とにかく、ポールピースがスラッグと同じ高さにセットされたピックアップを想像してみよう。 この場合、スラッグとポールピースは同じ距離にあるため、弦に与える影響は基本的に同じだ。 ピックアップ全体を上下させると、ハムバッカーの両コイルで弦との磁気的相互作用が基本的に同じだけ増減する。 ハムバッカーを弦に近づけると出力は上がりますが、明瞭度は低下する。

個々のポールピースを上げると、そのポールピースが弦に与える磁気の影響が大きくなり、その弦の音量が大きくなる。 しかし、このボリュームの増加は、主に調整可能なポール・ピースを持つコイルからもたらされるのだ! これは、そのポールピースを取り囲むコイルであり、したがって、その影響を最も強く受けるコイルなのだ。

ポールピースを上げると、余分な出力はほとんどアジャスタブルコイルから得られるので、ハムバッカーはわずかにアンバランスになる。 重要なのは、他のコイルと位相がずれているわけではないということだ。 少し音量が大きくなるだけで、位相の問題は生じない。 片方のコイルをもう片方のコイルよりも弦と強く相互作用させることができるので、これを利用してわずかなシングルコイル・サウンドを得ることができる。 つまり、コンプレッションを抑えながら、より明瞭で「オープン」なサウンドを得ることができる。 逆に出力とコンプレッションを上げたい場合は、ポールピースを水平にしてピックアップ全体を上げる。

このガイドがお役に立てば幸いだ!ありがとう。

ErictheRed

おわりに

上記で引用した動画での詳細な説明はされていないセッティングが、ネットで見付けられる内容と同じかどうかは分からない。 興味がある人は、調整を依頼すれば良いと思う。
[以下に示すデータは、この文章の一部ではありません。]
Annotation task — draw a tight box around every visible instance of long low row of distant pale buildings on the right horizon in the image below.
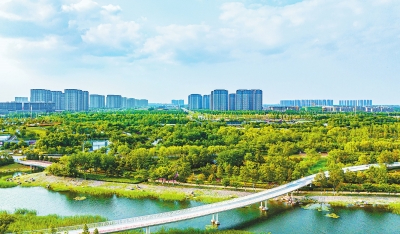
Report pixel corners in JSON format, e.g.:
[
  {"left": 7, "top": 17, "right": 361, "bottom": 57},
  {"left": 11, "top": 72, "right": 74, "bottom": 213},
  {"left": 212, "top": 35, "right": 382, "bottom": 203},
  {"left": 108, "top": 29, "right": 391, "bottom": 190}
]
[{"left": 279, "top": 99, "right": 372, "bottom": 107}]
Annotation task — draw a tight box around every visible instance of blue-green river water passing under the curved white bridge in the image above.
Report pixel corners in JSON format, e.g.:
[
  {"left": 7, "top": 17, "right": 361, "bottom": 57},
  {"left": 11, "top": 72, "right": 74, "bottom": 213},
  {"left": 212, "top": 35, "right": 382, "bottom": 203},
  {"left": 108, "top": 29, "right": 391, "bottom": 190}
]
[{"left": 0, "top": 187, "right": 400, "bottom": 234}]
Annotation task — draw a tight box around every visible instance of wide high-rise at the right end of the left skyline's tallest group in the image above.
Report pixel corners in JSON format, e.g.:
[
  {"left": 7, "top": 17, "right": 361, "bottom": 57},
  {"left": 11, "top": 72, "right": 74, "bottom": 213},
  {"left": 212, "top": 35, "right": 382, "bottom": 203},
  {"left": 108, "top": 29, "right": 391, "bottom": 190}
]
[{"left": 64, "top": 89, "right": 89, "bottom": 111}]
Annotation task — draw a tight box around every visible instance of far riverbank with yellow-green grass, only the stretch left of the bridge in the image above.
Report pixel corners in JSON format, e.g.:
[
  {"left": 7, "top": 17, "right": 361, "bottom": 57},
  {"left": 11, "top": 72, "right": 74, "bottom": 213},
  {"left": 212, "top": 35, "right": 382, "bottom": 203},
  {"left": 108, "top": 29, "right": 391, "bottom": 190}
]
[{"left": 14, "top": 172, "right": 250, "bottom": 203}]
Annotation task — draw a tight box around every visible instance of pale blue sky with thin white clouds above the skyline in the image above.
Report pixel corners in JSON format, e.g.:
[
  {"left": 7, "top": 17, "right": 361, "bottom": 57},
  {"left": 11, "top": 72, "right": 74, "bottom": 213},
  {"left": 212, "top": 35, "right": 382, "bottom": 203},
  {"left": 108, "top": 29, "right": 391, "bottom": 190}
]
[{"left": 0, "top": 0, "right": 400, "bottom": 104}]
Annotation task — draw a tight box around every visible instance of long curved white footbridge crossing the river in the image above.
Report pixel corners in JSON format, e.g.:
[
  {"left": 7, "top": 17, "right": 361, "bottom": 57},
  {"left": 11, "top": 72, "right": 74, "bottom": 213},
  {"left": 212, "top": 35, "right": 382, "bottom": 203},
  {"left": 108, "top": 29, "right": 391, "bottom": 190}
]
[{"left": 26, "top": 162, "right": 400, "bottom": 233}]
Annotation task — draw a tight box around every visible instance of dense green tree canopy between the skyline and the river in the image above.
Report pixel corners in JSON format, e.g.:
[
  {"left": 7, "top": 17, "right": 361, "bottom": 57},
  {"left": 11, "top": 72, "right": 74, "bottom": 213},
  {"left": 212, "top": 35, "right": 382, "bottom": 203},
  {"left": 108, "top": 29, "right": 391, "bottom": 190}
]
[{"left": 0, "top": 111, "right": 400, "bottom": 191}]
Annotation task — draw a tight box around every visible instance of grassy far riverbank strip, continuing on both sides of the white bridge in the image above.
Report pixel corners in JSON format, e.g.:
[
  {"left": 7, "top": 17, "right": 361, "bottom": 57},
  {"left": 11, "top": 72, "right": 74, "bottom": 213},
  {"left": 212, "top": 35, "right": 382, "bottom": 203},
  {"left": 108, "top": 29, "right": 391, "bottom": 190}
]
[{"left": 10, "top": 172, "right": 400, "bottom": 214}]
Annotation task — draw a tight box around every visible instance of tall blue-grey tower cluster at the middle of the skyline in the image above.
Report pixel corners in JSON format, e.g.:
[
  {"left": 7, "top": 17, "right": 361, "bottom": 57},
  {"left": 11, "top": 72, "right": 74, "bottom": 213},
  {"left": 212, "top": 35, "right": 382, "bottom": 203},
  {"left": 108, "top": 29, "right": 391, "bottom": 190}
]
[{"left": 188, "top": 89, "right": 263, "bottom": 111}]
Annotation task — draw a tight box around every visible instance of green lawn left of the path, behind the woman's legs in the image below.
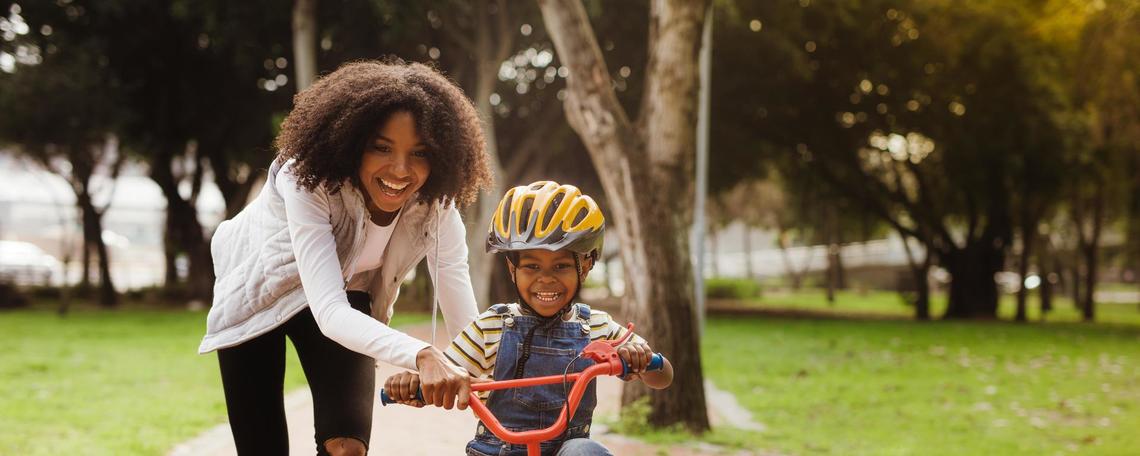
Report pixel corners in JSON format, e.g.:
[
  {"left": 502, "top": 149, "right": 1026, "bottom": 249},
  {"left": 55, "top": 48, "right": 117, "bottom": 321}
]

(上記の動画と自分は無関係なので、ここで紹介したところで自分には何の利益もない。)

手元のギターは自分で調整しているが、3弦・4弦のバランス、6弦・1弦のバランスを取るほうが弾きやすくなる。 なお中古で入手したギターでは、過去に調整した形跡がないものもある(ポールピースを回すとパラフィンがバリバリ剥れてくる…)。